Public Attachment Handling in Exchange Online
Although there are both private (internal network) and public (external network) settings to control attachments using Outlook Web App mailbox policies, admins require more consistent and reliable attachment handling when a user signs in to Outlook Web App from a computer on a public network such as at a coffee shop or library.
Browser Support for AppCache
Internet Explorer 10 and Windows Store apps using JavaScript support the Application Cache API (or AppCache), as defined in the HTML5 specification, which allows you to create offline web applications. AppCache enables webpages to cache (or save) resources locally, including images, script libraries, style sheets, and so on. In addition, AppCache allows URLs to be served from cached content using standard Uniform Resource Identifier (URI) notation. The following is a list of the browsers that support AppCache:
Internet Explorer 10 or later versions
Google Chrome 24 or later versions
Firefox 23 or later versions
Safari 6 or later (only on OS X/iOS) versions
Exchange OAuth authentication protocol
Information workers in Exchange on-premises organizations need to collaborate with information workers in Exchange Online organizations when they are connected via an Exchange hybrid deployment. New in Exchange 2013 SP1, this connection can now be enabled and enhanced by using the new Exchange OAuth authentication protocol. The new Exchange OAuth authentication process will replace the Exchange federation trust configuration process and currently enables the following Exchange features:
Exchange hybrid deployment features, such as shared free/busy calendar information, MailTips, and Message Tracking.
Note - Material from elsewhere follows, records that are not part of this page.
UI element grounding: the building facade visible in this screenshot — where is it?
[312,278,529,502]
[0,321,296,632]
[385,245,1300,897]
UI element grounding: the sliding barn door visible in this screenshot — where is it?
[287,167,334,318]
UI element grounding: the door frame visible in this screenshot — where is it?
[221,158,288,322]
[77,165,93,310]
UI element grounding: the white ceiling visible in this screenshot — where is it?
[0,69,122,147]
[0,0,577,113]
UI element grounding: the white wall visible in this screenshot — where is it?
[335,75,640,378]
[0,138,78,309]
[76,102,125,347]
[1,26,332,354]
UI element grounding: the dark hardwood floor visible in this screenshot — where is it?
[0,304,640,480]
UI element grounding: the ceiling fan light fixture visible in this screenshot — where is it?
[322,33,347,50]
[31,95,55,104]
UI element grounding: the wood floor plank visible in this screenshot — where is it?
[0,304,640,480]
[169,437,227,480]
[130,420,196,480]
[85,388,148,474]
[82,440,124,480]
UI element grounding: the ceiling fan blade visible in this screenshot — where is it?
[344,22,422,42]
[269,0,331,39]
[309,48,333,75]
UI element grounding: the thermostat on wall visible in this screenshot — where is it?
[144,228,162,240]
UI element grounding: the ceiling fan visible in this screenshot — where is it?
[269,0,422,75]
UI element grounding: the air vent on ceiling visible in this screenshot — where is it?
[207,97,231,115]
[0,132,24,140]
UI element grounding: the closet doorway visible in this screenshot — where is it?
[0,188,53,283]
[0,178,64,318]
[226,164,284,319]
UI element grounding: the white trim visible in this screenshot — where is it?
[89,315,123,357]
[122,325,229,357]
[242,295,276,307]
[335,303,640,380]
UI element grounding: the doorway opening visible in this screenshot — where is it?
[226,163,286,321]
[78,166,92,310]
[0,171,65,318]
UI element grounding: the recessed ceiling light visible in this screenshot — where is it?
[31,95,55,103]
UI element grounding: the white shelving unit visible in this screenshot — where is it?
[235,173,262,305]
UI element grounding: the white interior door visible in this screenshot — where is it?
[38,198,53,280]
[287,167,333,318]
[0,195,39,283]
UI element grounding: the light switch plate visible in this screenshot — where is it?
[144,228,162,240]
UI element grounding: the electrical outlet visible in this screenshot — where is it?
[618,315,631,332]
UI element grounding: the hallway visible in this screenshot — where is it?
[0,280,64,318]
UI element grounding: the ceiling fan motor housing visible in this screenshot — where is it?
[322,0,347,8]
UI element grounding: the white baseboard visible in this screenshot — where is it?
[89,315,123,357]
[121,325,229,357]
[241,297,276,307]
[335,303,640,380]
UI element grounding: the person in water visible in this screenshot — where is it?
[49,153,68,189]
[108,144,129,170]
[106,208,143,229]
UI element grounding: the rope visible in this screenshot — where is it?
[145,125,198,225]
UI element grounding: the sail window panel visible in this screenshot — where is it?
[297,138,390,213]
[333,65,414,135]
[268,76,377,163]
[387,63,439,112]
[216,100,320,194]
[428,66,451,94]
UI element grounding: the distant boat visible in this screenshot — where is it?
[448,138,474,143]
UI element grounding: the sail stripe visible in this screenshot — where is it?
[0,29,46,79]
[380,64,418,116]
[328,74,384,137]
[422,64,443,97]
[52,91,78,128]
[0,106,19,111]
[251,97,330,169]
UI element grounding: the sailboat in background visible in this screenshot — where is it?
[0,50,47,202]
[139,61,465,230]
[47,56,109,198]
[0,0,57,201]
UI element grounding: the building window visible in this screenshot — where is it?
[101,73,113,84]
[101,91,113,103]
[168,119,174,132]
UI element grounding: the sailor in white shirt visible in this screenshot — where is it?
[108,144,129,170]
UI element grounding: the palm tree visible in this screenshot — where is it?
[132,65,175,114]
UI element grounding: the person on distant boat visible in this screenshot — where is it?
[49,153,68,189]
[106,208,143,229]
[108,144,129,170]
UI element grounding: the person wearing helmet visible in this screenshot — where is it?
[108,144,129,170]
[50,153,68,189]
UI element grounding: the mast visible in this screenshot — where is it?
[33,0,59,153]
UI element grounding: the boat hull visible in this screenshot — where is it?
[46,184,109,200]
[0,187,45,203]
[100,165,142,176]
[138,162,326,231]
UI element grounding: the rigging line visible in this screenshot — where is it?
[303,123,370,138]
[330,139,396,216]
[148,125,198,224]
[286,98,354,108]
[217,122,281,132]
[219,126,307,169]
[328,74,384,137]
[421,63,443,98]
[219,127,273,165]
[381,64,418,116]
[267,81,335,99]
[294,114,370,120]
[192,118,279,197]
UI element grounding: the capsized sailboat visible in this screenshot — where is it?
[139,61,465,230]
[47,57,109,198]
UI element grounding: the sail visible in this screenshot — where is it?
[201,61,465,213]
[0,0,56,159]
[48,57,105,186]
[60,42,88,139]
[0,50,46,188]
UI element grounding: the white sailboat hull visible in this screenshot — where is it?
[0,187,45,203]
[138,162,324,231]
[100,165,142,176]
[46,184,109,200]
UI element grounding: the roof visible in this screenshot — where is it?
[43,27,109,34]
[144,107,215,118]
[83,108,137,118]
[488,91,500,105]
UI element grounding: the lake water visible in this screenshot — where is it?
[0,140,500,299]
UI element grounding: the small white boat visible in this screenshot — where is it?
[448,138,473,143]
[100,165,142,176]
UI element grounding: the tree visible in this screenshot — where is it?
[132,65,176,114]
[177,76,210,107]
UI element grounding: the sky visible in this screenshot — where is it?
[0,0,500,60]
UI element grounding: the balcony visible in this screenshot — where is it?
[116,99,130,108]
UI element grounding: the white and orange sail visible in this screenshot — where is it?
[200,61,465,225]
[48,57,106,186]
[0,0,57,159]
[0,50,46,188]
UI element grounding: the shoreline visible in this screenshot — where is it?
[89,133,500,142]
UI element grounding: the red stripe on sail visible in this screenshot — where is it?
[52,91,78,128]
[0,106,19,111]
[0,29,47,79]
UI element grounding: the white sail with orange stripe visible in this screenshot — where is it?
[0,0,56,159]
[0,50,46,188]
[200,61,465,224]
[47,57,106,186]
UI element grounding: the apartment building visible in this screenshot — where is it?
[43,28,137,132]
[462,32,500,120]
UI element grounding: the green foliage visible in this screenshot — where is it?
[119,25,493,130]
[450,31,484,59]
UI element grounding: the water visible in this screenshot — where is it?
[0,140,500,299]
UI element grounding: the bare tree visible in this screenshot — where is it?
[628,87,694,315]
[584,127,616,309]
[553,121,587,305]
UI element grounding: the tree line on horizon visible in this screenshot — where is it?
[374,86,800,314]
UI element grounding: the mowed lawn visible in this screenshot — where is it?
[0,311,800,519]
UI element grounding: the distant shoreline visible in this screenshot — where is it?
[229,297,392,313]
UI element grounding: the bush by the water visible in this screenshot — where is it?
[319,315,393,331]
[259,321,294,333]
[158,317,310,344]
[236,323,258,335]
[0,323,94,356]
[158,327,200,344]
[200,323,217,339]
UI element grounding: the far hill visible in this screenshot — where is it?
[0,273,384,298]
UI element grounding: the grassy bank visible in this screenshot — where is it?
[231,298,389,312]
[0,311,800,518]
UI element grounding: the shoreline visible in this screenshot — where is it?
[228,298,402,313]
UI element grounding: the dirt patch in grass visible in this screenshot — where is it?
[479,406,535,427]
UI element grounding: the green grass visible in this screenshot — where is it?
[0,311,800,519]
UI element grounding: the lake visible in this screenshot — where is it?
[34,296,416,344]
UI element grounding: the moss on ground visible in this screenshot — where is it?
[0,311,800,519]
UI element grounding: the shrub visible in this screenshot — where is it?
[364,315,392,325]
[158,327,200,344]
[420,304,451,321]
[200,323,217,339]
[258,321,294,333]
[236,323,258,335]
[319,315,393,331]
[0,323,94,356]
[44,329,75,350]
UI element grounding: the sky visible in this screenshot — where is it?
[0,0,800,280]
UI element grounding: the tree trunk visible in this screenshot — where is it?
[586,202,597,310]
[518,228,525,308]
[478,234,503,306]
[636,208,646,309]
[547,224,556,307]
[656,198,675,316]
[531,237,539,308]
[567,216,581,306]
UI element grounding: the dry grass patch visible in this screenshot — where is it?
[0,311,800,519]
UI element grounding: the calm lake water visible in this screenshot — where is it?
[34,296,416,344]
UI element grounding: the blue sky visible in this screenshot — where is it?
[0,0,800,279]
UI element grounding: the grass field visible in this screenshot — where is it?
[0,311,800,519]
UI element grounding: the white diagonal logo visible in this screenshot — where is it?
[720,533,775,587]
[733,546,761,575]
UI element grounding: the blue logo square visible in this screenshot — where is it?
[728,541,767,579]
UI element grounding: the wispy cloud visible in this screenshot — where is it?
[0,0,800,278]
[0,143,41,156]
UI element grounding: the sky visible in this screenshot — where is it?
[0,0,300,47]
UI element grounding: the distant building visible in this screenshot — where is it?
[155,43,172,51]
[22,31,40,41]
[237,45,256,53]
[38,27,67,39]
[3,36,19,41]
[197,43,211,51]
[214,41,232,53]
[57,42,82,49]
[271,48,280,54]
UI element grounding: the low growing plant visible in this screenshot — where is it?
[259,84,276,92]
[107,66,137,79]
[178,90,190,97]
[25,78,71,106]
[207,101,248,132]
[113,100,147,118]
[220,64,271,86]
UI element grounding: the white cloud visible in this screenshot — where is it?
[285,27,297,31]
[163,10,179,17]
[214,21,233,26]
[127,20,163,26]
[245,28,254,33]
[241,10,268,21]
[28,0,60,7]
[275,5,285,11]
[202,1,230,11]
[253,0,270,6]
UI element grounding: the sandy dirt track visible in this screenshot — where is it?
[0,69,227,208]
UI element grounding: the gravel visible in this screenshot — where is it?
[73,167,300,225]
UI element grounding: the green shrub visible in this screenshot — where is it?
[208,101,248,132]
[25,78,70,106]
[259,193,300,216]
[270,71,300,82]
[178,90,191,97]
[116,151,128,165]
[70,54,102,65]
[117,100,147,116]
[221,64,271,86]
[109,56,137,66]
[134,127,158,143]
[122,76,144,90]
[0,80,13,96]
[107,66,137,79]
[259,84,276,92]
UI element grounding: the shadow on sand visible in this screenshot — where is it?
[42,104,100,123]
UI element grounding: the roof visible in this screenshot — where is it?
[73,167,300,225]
Exchange In-place eDiscovery.
For more information, see Configure OAuth authentication between Exchange and Exchange Online organizations.
Hybrid deployments with multiple Active Directory forests
New in Exchange 2013 SP1, hybrid deployments are now supported in organizations with multiple Active Directory forests. For hybrid deployment features and considerations, multi-forest organizations are defined as organizations having Exchange servers deployed in multiple Active Directory forests. Organizations that utilize a resource forest for user accounts, but maintain all Exchange servers in a single forest, aren't classified as multi-forest in hybrid deployment scenarios. These types of organizations should consider themselves a single forest organization when planning and configuring a hybrid deployment.
For more information, see Hybrid deployments with multiple forests.
Database Availability Group without an Administrative Access Point
Windows Server 2012 R2 enables you to create a failover cluster without an administrative access point. Exchange 2013 SP1 introduces the ability to leverage this capability and create a database availability group (DAG) without a cluster administrative access point. Creating a DAG without an administrative access point reduces complexity and simplifies DAG management. In addition, it reduces the attack surface of a DAG by removing the cluster/DAG name from DNS, thereby making it unresolvable over the network.
For more information, see High availability and site resilience.
UM Language Packs
The UM language packs for Exchange 2013 SP1 are available. If you install SP1 on your Mailbox servers, you must install the Exchange 2013 SP1 UM language packs. See Exchange Server 2013 SP1 UM Language Packs to download them. UM language packs are specific to the version of Exchange and the Service Pack (SP) installed.